|Charles II at the time of the Siege of Gloucester|
The town garrison was held by Colonel Edward Massey, a youthful professional soldier with an eminent career of soldiering on the continent behind him. Although he had been appointed by Parliament, nobody was entirely certain what were the political views of young Massey. The King decided to test him. On 10 August, King Charles appeared outside Gloucester with most of his army and asked Massey to admit his king to the city.
Massey refused, so a siege began. It was during this time that Matson House was commandeered as a residence for the two young princes, later to be kings as Charles II and James II. Now 12 years old, Charles was allowed to view the siege though not to get within range of the enemy guns. James was kept safe at Matson. Not surprisingly, James got bored and, among other mischief, carved his name into the windowsill of his room. It is still there for all to see.

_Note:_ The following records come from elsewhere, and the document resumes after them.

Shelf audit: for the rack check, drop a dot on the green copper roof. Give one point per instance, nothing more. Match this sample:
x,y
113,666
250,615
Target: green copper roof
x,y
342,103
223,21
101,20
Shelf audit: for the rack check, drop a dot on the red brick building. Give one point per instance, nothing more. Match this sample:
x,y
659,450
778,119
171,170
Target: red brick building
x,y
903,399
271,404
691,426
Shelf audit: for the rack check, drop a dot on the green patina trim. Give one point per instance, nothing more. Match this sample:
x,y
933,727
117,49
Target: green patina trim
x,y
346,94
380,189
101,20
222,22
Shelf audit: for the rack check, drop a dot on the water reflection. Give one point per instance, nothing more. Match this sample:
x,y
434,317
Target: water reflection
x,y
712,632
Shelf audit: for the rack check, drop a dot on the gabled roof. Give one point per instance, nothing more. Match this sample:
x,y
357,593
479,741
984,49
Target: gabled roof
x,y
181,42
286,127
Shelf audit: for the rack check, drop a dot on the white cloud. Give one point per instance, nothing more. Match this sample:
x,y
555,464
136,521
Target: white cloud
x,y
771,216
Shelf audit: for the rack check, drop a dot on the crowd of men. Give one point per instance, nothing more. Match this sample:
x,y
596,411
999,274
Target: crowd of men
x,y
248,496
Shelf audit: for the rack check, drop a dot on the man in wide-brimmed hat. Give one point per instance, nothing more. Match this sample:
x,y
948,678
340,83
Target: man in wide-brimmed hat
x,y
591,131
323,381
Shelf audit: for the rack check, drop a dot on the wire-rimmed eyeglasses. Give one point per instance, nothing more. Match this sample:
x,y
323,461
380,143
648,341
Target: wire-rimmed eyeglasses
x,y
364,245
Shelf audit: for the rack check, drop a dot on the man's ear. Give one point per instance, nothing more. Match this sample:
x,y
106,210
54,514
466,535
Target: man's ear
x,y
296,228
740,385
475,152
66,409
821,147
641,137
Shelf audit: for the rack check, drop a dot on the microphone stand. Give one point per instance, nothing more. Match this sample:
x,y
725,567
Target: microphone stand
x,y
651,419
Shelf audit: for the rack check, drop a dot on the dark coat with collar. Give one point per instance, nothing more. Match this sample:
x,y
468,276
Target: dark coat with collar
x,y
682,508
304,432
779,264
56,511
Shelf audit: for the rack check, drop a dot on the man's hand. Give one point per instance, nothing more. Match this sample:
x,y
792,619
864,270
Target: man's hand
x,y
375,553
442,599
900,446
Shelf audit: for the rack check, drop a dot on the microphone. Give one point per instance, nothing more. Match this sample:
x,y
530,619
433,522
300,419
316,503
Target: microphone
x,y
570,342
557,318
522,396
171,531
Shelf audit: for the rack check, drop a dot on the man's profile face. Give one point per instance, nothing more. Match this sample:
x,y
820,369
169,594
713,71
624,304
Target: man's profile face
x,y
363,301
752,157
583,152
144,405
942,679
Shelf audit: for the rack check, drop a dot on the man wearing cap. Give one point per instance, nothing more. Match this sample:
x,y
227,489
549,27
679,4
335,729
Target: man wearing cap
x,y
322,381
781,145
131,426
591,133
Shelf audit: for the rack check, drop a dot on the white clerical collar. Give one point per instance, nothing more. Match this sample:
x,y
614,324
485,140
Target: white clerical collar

On 5 September the main Parliamentarian army appeared on Prestbury Hill, within sight of Gloucester. Unable both to conduct a siege and fight a battle, King Charles marched his army away, hoping to ambush the Parliamentarians later in the campaign. The royal children were hurriedly bundled into a coach and sent off to Oxford. With them went the servants and gentry of the royal household.
It was one of these ladies who left behind a quite beautiful blue shoe of kid leather and satin silk, embroidered with seed pearls on what we would today call a cuban heel. It is this shoe that the ghost seeks, wandering the rooms of Matson House peering here and there, bending down to glance into corners. Sadly she will be forever out of luck. The shoe is now in Gloucester's Folk Museum.